For the above reasons, psychologists and philosophers distinguish between generic statements and mere statistical statements. This is why, for example, you are probably willing to accept the statistical claim that “the majority of books are paperbacks” but not the generic claim that “books are paperbacks.” The former is true but the latter is false, precisely because there is more to a generic claim than consistency with mere statistical facts. It is not in the nature of books to be paperbacks, even though most of them are paperbacks; conversely, it is in the nature of mosquitos to carry malaria, even though most of them do not carry malaria. Some have taken these considerations to imply that generics cannot be understood probabilistically, but this follows only on a narrow understanding of probability (namely, an actual frequency interpretation of probability), as I argue below, and on a dubious assumption about generics.

In Sterken’s insightful account of generics, she notes that a commitment of many theorists is an “assumption of unity” regarding generics, which holds that “there is a unified phenomenon of genericity that generic sentences, in general, instantiate.”⁶ Against this, Sterken argues that we should accept that generics have truth-conditional variability. Sterken makes a convincing case that generics are context-sensitive indexicals. Just as the meaning of words like “you,” “she,” “here,” and “now” depend on context, the meaning of generic statements “Gs are F” depends on context. This can be called “contextualism” about generics.
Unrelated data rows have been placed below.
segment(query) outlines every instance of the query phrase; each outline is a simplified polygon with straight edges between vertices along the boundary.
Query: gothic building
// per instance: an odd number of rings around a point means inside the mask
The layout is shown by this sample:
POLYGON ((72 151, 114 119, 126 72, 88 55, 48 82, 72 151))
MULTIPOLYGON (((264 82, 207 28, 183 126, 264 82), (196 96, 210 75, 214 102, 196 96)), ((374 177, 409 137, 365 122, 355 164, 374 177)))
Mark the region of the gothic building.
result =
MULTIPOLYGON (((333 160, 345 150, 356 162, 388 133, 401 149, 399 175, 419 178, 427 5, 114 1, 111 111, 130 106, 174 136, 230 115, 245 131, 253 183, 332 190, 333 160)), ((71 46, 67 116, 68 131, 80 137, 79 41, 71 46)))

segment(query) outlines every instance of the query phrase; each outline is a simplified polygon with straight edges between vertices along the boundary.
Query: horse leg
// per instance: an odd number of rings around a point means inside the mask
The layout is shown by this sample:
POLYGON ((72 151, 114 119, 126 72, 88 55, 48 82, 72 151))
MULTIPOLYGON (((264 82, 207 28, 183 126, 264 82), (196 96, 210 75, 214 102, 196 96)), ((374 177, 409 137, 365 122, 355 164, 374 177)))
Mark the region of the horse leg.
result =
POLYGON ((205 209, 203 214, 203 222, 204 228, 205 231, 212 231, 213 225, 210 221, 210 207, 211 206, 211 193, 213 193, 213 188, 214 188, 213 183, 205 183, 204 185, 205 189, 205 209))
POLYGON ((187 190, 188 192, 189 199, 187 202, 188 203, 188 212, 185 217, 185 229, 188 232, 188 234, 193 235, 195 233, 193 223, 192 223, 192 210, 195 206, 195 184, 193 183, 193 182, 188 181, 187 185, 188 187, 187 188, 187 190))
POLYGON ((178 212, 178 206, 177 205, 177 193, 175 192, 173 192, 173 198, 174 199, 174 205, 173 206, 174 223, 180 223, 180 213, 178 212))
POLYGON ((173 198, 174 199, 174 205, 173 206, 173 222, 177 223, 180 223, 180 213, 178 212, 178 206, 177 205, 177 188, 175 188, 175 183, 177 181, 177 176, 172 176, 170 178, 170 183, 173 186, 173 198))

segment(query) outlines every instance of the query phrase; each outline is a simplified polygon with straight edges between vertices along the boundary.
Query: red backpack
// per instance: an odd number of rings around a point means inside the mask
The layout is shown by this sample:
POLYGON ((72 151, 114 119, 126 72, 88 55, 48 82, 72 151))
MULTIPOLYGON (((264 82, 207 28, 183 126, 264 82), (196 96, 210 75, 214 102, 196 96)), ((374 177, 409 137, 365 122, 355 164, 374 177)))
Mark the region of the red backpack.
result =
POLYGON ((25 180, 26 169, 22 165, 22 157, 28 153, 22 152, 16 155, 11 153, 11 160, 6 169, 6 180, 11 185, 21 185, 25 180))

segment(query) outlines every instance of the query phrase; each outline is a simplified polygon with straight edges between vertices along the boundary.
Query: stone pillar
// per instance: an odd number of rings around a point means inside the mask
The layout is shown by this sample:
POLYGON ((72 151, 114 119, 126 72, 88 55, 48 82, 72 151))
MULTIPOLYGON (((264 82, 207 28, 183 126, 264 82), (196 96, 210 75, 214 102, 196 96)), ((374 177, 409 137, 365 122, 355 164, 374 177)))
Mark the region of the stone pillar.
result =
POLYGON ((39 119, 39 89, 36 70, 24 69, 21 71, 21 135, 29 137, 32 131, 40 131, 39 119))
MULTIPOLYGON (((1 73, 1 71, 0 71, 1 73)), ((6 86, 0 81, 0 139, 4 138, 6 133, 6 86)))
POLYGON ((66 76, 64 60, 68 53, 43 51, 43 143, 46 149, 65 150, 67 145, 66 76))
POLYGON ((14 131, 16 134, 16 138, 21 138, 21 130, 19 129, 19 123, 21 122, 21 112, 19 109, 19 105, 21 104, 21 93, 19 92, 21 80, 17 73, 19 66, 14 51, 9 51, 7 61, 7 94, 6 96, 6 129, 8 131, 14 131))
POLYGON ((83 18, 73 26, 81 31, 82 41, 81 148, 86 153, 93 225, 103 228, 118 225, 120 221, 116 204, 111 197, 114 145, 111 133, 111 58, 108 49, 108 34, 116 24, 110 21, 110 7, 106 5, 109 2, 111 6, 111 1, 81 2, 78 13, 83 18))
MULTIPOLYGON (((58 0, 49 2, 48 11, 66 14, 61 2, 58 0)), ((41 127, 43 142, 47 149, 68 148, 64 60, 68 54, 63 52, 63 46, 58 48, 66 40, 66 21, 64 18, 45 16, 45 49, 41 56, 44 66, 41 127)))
Two features of generics can vary by context on Sterken’s account: their domain-restriction and their quantificational force. What Sterken means by quantificational force seems to be the proportion of members of a group which have the property expressed in the generic. This notion of quantificational force suggests a straightforward representation by probabilities. Sterken argues that the semantic value of a generic, and especially its quantificational force, is determined by the intentions of the speaker of a generic and what a competent listener who understands the common ground of the conversation would infer about the speaker’s intentions. This will be important in the next section, in which I argue that generics can take multiple probabilistic forms, and so for any given generic one must determine which form applies.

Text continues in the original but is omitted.